Muslims in France have a lower chance of being hired than Christians, a study published by the Washington-based National Academy of Sciences showed. “We have established a clear, albeit uncomfortable, finding,” the study, carried out by researchers at Stanford University, Paris I Pantheon - Sorbonne University and University of California-San Diego, said in its conclusions. “Muslims have faced barriers to economic integration in France that are higher than they would have been if everything about them were the same save for their religion.” Researchers mailed 275 pairs of resumes, all identical, except for the names, to companies based in France. They sent the resume of a fake Senegalese Christian called Marie Diouf and of her fictitious counterpart, a Muslim Senegalese named Khadija Diouf. For every 100 positive responses Marie the Christian received, Khadija, the Muslim, got 38. That’s 2.5 times less. “This is in fact a low estimate,” Marie-Anne Valfort, an assistant professor at the Sorbonne university said in an interview. “Had the candidate been a man, the discrimination may likely have been bigger.” She said Senegalese identity had been chosen for both fictitious candidates in order to help eliminate the race factor as a reason for discrimination.

Muslim Population

Muslims residing in France -- both foreign nationals and French citizens -- comprise an estimated 6.3 percent of the population, or about 4 million people, according to French authorities. The figure is an estimate because statistics on race and religion are forbidden in France, a practice long regarded as a bulwark of the republic’s concept of “equality” among its citizens. French citizens of Arab descent face discrimination, according to past studies. Today’s report, published by the proceedings of the National Academy of Sciences, is the first that studies job discrimination against Muslims.

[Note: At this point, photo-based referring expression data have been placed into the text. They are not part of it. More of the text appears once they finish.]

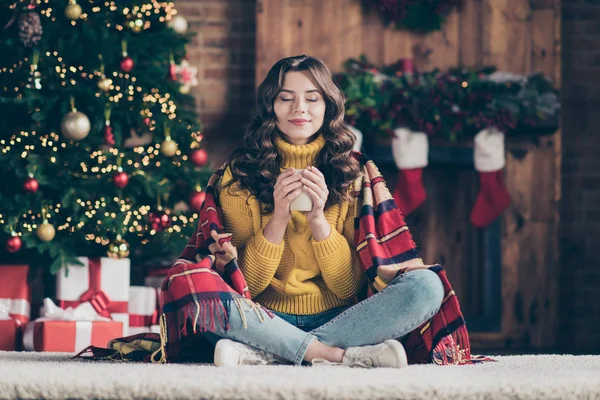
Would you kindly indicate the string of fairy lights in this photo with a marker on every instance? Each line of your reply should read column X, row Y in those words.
column 104, row 163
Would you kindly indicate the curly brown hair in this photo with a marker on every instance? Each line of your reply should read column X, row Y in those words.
column 259, row 152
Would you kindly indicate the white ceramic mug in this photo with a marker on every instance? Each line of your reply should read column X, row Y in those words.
column 302, row 202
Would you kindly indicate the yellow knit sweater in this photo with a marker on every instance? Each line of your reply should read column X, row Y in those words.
column 300, row 275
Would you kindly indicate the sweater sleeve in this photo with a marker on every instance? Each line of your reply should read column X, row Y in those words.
column 337, row 258
column 258, row 258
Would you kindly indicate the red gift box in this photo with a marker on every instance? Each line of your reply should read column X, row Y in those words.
column 70, row 336
column 143, row 308
column 155, row 277
column 15, row 294
column 8, row 335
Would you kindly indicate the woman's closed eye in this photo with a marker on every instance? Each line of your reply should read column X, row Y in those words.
column 311, row 100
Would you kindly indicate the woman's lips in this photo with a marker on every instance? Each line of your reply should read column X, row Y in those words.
column 299, row 122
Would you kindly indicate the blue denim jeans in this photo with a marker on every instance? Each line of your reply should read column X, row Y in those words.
column 408, row 301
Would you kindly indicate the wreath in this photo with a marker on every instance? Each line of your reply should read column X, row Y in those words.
column 420, row 16
column 452, row 104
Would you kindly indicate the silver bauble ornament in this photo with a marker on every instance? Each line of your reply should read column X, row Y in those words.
column 104, row 83
column 73, row 11
column 118, row 249
column 46, row 232
column 179, row 24
column 75, row 125
column 168, row 148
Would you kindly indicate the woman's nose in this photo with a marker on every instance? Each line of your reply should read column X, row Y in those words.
column 300, row 106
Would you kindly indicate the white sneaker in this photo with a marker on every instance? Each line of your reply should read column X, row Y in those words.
column 389, row 354
column 229, row 353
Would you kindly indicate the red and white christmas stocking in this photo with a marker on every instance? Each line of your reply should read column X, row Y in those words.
column 358, row 134
column 411, row 151
column 493, row 197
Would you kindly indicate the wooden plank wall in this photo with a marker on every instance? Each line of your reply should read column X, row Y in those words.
column 514, row 35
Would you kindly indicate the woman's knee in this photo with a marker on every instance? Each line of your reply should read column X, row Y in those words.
column 428, row 286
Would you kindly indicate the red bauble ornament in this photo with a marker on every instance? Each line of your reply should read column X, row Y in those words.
column 196, row 200
column 165, row 221
column 14, row 244
column 172, row 72
column 31, row 185
column 126, row 64
column 160, row 221
column 199, row 157
column 120, row 179
column 109, row 136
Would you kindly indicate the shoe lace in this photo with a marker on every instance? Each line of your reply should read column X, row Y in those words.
column 349, row 363
column 253, row 356
column 361, row 358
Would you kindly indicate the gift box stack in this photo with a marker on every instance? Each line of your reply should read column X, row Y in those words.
column 144, row 302
column 92, row 305
column 15, row 298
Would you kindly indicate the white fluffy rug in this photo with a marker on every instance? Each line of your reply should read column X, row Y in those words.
column 53, row 375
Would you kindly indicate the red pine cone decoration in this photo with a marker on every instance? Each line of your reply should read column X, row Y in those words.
column 14, row 244
column 120, row 179
column 31, row 185
column 199, row 157
column 126, row 64
column 196, row 200
column 109, row 137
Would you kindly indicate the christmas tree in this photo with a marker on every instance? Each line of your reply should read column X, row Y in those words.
column 100, row 147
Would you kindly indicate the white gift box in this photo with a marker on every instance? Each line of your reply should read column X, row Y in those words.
column 104, row 282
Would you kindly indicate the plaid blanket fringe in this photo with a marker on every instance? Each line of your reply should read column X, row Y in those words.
column 205, row 282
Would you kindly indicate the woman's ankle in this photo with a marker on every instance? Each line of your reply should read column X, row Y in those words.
column 317, row 349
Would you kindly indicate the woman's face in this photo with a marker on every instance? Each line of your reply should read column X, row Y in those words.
column 299, row 107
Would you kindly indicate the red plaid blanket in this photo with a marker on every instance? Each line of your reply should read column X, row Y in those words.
column 204, row 285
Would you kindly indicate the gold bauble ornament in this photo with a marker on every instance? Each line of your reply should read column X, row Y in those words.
column 45, row 232
column 73, row 11
column 179, row 24
column 169, row 147
column 119, row 248
column 104, row 83
column 136, row 25
column 75, row 125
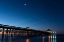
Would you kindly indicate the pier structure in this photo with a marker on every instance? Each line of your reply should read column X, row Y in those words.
column 19, row 31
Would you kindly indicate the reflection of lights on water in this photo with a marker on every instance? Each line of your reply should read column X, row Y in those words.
column 55, row 32
column 48, row 38
column 43, row 39
column 51, row 32
column 53, row 39
column 27, row 40
column 51, row 36
column 55, row 36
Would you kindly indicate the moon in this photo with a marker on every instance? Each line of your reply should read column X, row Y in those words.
column 25, row 4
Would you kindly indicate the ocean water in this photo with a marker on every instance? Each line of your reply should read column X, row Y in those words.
column 50, row 38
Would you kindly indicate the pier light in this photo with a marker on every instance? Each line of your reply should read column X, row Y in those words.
column 6, row 25
column 55, row 32
column 48, row 30
column 51, row 32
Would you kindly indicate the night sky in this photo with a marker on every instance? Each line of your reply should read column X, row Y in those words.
column 36, row 14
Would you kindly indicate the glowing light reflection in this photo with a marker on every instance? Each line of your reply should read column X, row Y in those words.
column 27, row 40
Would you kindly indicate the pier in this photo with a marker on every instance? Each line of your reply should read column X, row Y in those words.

France’s statistics office, Insee, showed in a Nov. 12 study that the employment rate of French men of North African descent, of whom at least one of the parents is of immigrant origin, is 21 percentage points lower than the average national rate of 86 percent. For North African women, the rate is 18 percentage points lower. A May 2006 study by the government’s High Authority Against Discrimination showed that 40 percent of all discrimination in France is based on a person’s origin and 45 percent happens at the workplace.

President Nicolas Sarkozy enacted a law this year that bans the wearing in the streets and in public places of the burqa, a Muslim full-face veil. He pledged to safeguard the “values” of France and said “we don’t want” veiled women in France in a televised interview Nov. 16, calling the veil a “prison.” “There are 2,000 Muslim religious sites in France, but no minarets and no muezzin for the prayers,” Sarkozy said in the televised interview. “Everyone can live their religion but we want an Islam of France and not Islam in France.” The National Front, the anti-immigration political party, launched an ad campaign last month that shows a map of France, with minarets and a fully veiled woman, with the caption: “No to Islamism.” One of the party’s leaders, Marine Le Pen, has also used radio interviews to criticize increased sale of halal meat in France.